Suena la campana el 19 de febrero a las 14 horas y se ven caras de alivio, satisfacción y alegría por parte de niños y profesores y caras de agobio, resignación y otros sentimientos encontrados por parte de padres… jeje. Empezamos la temida Semana Blanca (hasta el 1 de marzo sin clase, que se dice pronto). Todo un reto para miles de padres de la provincia de Málaga que trabajan fuera de casa y que tiene que hacer encaje de bolillos para poder atender a sus hijos en esta larga semana que no tienen colegio. 
 
Lo principal es tomárselo con buen humor, que todo lo demás viene solo.

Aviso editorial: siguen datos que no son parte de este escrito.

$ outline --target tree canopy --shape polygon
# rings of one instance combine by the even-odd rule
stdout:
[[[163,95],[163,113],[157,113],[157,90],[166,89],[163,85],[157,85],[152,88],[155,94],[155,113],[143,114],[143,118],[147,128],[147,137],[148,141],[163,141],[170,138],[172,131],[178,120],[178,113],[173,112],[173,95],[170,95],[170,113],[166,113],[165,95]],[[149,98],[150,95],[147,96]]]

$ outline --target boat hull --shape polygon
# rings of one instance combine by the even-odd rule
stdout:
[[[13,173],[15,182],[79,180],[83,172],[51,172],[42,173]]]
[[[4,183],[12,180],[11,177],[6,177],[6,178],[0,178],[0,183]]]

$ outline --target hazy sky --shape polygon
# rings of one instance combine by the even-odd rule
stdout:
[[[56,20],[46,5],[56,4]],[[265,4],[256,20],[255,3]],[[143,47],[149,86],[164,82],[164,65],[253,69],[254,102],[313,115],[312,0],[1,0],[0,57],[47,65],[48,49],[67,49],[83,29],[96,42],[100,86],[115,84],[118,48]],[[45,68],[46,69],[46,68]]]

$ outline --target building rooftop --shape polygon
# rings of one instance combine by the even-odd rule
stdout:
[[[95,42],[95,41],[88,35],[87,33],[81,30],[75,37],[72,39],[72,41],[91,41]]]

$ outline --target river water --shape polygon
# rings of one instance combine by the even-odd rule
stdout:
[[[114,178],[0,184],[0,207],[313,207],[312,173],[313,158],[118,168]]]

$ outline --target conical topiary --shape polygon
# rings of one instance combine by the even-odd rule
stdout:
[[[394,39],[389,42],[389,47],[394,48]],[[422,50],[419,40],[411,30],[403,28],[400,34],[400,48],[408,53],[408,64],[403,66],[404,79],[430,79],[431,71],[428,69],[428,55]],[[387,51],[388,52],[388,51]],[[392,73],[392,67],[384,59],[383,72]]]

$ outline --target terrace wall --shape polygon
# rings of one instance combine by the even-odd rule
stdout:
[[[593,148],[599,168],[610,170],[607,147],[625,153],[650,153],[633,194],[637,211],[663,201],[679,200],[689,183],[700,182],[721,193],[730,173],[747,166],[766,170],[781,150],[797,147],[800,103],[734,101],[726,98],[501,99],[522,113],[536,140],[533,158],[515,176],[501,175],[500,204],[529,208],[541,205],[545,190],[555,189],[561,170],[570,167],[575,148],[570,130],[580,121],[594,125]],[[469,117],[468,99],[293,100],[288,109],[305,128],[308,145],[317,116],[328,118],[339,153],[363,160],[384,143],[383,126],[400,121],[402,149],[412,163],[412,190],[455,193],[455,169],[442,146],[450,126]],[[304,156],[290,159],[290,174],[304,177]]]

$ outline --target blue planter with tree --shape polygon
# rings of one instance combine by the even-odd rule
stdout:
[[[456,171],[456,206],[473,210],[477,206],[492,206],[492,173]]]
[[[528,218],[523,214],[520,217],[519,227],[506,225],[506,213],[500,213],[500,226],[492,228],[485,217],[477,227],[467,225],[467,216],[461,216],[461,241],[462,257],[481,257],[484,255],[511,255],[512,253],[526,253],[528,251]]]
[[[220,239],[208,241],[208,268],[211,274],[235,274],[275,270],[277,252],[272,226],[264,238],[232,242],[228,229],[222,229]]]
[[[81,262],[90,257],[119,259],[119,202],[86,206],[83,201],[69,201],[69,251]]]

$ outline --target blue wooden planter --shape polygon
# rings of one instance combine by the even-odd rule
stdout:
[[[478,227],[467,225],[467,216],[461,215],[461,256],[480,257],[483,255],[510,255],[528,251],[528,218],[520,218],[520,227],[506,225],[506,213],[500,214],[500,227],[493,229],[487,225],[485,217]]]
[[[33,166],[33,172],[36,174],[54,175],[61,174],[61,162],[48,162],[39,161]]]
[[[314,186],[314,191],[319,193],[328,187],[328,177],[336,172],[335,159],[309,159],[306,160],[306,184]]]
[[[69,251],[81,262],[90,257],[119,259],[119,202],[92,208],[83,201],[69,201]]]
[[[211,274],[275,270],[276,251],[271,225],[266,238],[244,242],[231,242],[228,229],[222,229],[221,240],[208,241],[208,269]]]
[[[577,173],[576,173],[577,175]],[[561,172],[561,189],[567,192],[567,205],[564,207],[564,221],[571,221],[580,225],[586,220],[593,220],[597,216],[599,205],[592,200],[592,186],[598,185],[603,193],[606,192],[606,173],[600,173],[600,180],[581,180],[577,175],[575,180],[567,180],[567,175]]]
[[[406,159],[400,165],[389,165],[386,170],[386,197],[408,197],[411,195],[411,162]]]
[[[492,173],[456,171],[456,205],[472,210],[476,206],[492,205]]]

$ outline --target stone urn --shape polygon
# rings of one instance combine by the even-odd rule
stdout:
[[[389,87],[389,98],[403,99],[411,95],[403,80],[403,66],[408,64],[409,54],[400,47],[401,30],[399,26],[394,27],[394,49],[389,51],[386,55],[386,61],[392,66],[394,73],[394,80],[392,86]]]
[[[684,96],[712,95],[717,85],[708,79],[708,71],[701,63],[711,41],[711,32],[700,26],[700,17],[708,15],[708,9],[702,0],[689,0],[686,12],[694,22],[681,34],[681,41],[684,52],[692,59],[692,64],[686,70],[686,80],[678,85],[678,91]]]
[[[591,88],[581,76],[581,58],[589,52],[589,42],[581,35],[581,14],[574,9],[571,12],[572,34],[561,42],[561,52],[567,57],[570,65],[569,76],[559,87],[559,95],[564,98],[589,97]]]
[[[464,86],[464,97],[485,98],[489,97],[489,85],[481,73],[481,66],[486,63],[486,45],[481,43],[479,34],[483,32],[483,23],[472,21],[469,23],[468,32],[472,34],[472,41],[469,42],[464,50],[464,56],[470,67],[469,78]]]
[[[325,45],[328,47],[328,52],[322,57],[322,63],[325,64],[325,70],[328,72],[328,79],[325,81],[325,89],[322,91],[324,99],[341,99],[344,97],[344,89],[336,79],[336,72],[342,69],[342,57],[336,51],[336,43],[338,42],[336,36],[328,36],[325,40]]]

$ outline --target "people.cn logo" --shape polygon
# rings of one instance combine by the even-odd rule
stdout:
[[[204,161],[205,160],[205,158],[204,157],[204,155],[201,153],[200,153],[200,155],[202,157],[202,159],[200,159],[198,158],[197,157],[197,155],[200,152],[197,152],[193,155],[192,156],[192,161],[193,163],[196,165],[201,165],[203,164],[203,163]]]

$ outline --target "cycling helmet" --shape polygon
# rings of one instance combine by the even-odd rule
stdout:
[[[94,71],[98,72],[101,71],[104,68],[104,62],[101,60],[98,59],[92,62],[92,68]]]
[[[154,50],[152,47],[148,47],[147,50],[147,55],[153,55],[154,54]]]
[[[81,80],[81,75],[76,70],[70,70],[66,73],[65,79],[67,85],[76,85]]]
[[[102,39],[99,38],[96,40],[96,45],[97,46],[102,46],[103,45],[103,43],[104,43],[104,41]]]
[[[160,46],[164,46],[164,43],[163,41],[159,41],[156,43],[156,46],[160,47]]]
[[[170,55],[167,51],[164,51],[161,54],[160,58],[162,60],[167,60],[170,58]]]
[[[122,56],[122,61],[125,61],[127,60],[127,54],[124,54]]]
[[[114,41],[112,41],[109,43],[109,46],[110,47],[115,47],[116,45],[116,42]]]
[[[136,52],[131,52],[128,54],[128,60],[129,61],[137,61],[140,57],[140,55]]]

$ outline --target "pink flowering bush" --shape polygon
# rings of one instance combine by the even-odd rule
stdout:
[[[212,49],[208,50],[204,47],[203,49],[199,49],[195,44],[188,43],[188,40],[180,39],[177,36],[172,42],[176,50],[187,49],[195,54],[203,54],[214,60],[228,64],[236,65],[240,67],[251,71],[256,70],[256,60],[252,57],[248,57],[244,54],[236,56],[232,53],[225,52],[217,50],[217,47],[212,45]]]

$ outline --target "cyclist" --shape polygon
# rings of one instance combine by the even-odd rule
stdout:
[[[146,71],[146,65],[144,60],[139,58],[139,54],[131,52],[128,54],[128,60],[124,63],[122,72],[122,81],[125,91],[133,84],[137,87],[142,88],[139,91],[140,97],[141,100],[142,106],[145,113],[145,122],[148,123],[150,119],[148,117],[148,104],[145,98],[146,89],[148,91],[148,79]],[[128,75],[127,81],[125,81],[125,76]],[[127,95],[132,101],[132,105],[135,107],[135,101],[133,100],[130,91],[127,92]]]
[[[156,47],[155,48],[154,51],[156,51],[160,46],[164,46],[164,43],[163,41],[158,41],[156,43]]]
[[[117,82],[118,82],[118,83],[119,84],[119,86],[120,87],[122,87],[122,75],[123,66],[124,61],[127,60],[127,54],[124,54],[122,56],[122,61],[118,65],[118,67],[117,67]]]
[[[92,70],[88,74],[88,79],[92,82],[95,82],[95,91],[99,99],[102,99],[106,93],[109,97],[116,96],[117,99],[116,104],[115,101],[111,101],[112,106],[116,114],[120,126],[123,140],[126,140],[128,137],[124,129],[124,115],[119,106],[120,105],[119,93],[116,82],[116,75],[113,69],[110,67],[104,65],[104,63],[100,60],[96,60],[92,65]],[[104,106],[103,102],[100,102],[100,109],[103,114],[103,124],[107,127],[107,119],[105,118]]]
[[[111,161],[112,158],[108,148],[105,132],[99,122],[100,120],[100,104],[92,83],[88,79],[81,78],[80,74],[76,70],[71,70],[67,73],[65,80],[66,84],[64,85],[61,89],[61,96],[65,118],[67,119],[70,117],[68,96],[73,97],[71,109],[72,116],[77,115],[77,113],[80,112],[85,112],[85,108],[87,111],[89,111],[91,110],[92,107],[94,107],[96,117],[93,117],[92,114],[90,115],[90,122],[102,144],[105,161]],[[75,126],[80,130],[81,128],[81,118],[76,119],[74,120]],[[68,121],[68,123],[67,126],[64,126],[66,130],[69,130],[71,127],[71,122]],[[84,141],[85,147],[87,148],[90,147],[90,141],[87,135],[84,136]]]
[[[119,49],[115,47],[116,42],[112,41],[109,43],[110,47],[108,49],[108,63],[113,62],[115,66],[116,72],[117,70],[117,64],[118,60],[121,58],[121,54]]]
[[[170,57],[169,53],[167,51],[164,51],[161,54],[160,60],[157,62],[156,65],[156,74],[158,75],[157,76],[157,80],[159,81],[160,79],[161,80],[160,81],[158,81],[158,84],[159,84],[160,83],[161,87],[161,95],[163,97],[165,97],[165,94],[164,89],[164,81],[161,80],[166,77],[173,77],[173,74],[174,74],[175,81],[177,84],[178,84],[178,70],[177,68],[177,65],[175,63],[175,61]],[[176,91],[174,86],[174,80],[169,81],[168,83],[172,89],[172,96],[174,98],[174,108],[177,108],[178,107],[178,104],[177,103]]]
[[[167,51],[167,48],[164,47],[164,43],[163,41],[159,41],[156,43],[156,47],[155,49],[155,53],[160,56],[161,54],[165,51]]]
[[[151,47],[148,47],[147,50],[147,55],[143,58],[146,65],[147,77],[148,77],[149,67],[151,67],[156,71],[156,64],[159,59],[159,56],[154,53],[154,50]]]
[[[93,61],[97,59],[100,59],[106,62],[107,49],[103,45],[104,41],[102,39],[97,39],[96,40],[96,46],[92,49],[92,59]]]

Cuidadoras, campamentos, talleres, abuelos y otros familiares o directamente pedirte vacaciones para poder estar con tus hijos durante  esos días. Cada uno se organiza como buenamente puede y se le permite, lo que queda claro es que para los niños es una ocasión de hacer un paréntesis, más deporte, excursiones, conocer a otros niños, relacionarse con otro entorno e incluso viajar.
 
Empecé hablando de agobio por parte de los padres, hablo de Semana Blanca y me veo mordiéndome el labio sin saber que hacer con tres “monicacos” las 24 horas… pero la verdad es que quien pueda, lo que debemos hacer es disfrutar, jugar, reírnos, escuchar y compartir con ellos ese tiempo que durante el día a día no podemos darle. 
 
El beneficio, egoístamente; siempre será mutuo, y así podemos pensar en Semana Blanca con una sonrisa y recordando las pequeñas–grandes cosas que hacemos con ellos.